You can find more information on the ML page.


Big Data Visualization

Example visualizations

The increasing scale and accessibility of digital data provides an unprecedented resource for informing research, public policy, business strategy, and even our personal lives. Yet, acquiring and storing this data is, by itself, of little value. We must make sense of data in order to produce value from it. Turning data into knowledge is a fundamental challenge for both computer systems and user interface research: it requires integrating analysis algorithms with human judgments of the meaning and significance of observed patterns.
 
Our research in big data visualization seeks to enhance our ability to analyze and communicate data through the design of interactive visual analysis tools. We study the perceptual, cognitive, and social factors affecting data analysis in order to enable a broad class of analysts to more effectively work with data: to improve the efficiency and scale at which experts work, and lower the threshold for non-experts. Our work spans new visualization systems, the design of visualization and interaction techniques, and evaluation through both deployment and controlled experiments.
 
Example visualization

Big Data Architecture and Programming

We are exploring two distinct directions on architectures, programming and system support for Big Data. The first is on how emerging non-volatile resistive memory technologies such as phase-change memory (PCM) can enable new storage systems. The second is on enabling large-scale irregular parallel computation, such as graph analytics, to run well on commodity processors. Crunching large graphs is the basis of many emerging applications, such as social network analysis and bioinformatics. Graph analytics algorithms exhibit little locality and therefore present significant performance challenges. Hardware multithreading systems (e.g., Cray XMT) show that with enough concurrency, we can tolerate long latencies. Unfortunately, this solution is not available with commodity parts. Our goal is to develop a latency-tolerant system built out of commodity parts and mostly in software.

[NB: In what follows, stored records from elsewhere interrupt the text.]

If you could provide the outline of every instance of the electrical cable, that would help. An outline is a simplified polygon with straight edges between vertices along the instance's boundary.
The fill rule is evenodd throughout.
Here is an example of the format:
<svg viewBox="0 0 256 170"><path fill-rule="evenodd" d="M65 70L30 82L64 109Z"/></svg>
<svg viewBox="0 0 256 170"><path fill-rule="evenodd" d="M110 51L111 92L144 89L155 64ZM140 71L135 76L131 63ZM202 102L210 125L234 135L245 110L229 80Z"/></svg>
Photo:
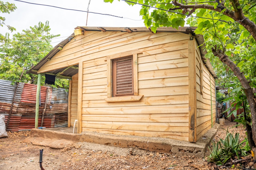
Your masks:
<svg viewBox="0 0 256 170"><path fill-rule="evenodd" d="M80 12L88 12L88 13L92 13L93 14L100 14L101 15L107 15L108 16L112 16L112 17L117 17L118 18L124 18L122 17L119 17L119 16L117 16L115 15L111 15L111 14L102 14L101 13L99 13L98 12L89 12L88 11L83 11L81 10L78 10L77 9L69 9L67 8L62 8L61 7L58 7L56 6L53 6L52 5L46 5L44 4L36 4L36 3L33 3L31 2L26 2L26 1L19 1L19 0L14 0L14 1L18 1L19 2L24 2L25 3L27 3L28 4L33 4L34 5L42 5L43 6L49 6L51 7L54 7L54 8L59 8L60 9L66 9L67 10L70 10L72 11L79 11Z"/></svg>

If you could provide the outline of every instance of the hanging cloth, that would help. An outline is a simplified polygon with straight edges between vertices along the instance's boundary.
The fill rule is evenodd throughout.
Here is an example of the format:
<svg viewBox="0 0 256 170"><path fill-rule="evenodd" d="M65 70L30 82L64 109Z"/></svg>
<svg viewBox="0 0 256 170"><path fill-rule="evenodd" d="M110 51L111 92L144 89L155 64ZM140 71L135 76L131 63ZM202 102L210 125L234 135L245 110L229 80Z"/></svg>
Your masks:
<svg viewBox="0 0 256 170"><path fill-rule="evenodd" d="M55 75L45 74L45 83L48 84L55 84Z"/></svg>

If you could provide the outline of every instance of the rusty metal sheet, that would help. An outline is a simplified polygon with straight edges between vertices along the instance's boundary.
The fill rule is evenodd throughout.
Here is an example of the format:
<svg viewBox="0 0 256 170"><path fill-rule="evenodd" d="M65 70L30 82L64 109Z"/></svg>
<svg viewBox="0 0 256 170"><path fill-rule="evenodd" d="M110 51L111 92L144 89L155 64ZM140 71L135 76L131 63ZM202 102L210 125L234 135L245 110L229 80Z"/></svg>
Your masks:
<svg viewBox="0 0 256 170"><path fill-rule="evenodd" d="M61 88L53 88L51 101L54 103L68 103L68 92L65 90Z"/></svg>
<svg viewBox="0 0 256 170"><path fill-rule="evenodd" d="M0 80L0 101L12 103L17 86L17 83L15 83L13 85L12 85L12 84L11 81ZM20 83L18 85L15 101L18 101L20 100L24 84Z"/></svg>
<svg viewBox="0 0 256 170"><path fill-rule="evenodd" d="M12 111L12 113L14 113L17 112L17 108L18 104L17 103L13 103L13 106ZM0 113L5 113L8 114L10 112L12 106L11 103L7 103L0 101Z"/></svg>
<svg viewBox="0 0 256 170"><path fill-rule="evenodd" d="M28 83L24 84L21 95L21 102L35 103L36 99L37 87L37 85L35 84ZM45 86L41 86L41 87L40 96L41 104L45 102L46 88L49 88Z"/></svg>

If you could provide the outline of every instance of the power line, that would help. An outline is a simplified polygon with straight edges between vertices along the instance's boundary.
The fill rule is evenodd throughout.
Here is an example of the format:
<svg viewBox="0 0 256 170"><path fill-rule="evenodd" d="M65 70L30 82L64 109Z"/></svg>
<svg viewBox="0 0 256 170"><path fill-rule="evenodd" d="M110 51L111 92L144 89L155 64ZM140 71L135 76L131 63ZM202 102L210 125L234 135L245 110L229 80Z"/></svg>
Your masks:
<svg viewBox="0 0 256 170"><path fill-rule="evenodd" d="M111 15L111 14L102 14L101 13L99 13L98 12L89 12L89 11L83 11L81 10L78 10L77 9L69 9L67 8L62 8L61 7L59 7L56 6L53 6L52 5L46 5L44 4L36 4L35 3L33 3L31 2L26 2L26 1L19 1L19 0L14 0L16 1L18 1L19 2L24 2L25 3L27 3L28 4L33 4L34 5L42 5L43 6L49 6L51 7L54 7L54 8L59 8L60 9L66 9L67 10L70 10L72 11L79 11L80 12L87 12L88 13L92 13L93 14L100 14L101 15L107 15L108 16L112 16L112 17L117 17L118 18L124 18L122 17L119 17L119 16L117 16L115 15Z"/></svg>

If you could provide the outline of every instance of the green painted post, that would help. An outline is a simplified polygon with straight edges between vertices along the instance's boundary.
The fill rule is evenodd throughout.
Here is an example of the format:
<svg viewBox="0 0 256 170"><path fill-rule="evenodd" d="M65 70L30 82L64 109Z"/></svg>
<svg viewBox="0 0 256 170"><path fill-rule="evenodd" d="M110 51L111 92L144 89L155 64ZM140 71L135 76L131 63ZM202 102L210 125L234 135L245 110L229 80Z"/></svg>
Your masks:
<svg viewBox="0 0 256 170"><path fill-rule="evenodd" d="M36 117L35 118L35 128L38 127L38 114L39 112L39 94L41 84L41 74L38 74L37 86L36 88Z"/></svg>

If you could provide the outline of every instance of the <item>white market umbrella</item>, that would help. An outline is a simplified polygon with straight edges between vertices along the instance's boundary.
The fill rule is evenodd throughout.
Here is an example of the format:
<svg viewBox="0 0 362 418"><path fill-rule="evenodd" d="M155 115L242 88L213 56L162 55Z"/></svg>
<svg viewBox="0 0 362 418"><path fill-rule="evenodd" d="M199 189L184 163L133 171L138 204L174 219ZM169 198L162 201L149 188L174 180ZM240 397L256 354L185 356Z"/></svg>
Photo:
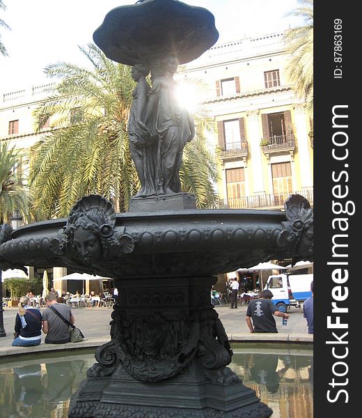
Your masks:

For more details, please visit our project websites:

Big Data Systems

Big Data challenges are also affecting many aspects of the operating systems that must drive novel types of machines and workloads. Two representative challenges that are being tackled in our department are the following:
 
Very large memory machines
 
DRAM prices continue to drop, and simultaneously, new workloads are emerging that combine a lack of locality with large data sets.  Together, these trends argue for building machines with very large amounts of physical memory.  In this project, we are exploring the architectural, OS, and application-level implications of large memory machines.  For example, at any moment, a TLB can only cover a tiny fraction of a 10TB physical address space;  does this matter, and if so, what architectural innovations can help?  As another example, are there any OS data structures or algorithms that scale poorly as the amount of physical memory grows very large?  As a third example, how can we speed up the bulk-loading of terabytes of DRAM as new applications launch, or the machine reboots?
 
Predictable tail-latency in large-scale data parallel systems
 
Distributed and large-scale data-parallel systems are designed to provide high throughput and low average latency.  However, the tail latencies (e.g., 99.9th percentile request latency) in these systems are also important, as stragglers introduced by high tail-latency events can slow down overall progress or impact interactivity.  In this project, we are exploring causes of tail latency across all layers of the stack, including local storage hardware, distributed storage systems, the communication stack, and the operating system.  As an example, we find that individually rare events, such as repartitioning fragments in a distributed storage system, become frequent at large scale, contributing to the latency tail.

Big Data on the Web

How can a computer accumulate a massive body of knowledge? What will Web search engines look like in ten years?

To address these questions, the Open IE project has been developing a Web-scale information extraction system that reads arbitrary text from any domain on the Web, extracts meaningful information, and stores it in a unified knowledge base for efficient querying. In contrast to traditional information extraction, the Open Information Extraction paradigm attempts to overcome the knowledge acquisition bottleneck by extracting a large number of relations at once.

We have run Open IE over billions of webpages. The results of our run are available at this demo. For more information visit our project page.


Campus-Wide Collaboration


eScience Institute logo

 

At the University of Washington eScience Institute we are ushering in a new era of data-intensive discovery: Jim Gray's "Fourth Paradigm." An interdisciplinary center rooted in Computer Science & Engineering with participants from across the campus, the eScience Institute strives to position UW at the forefront of both big data techniques and the fields that depend on them.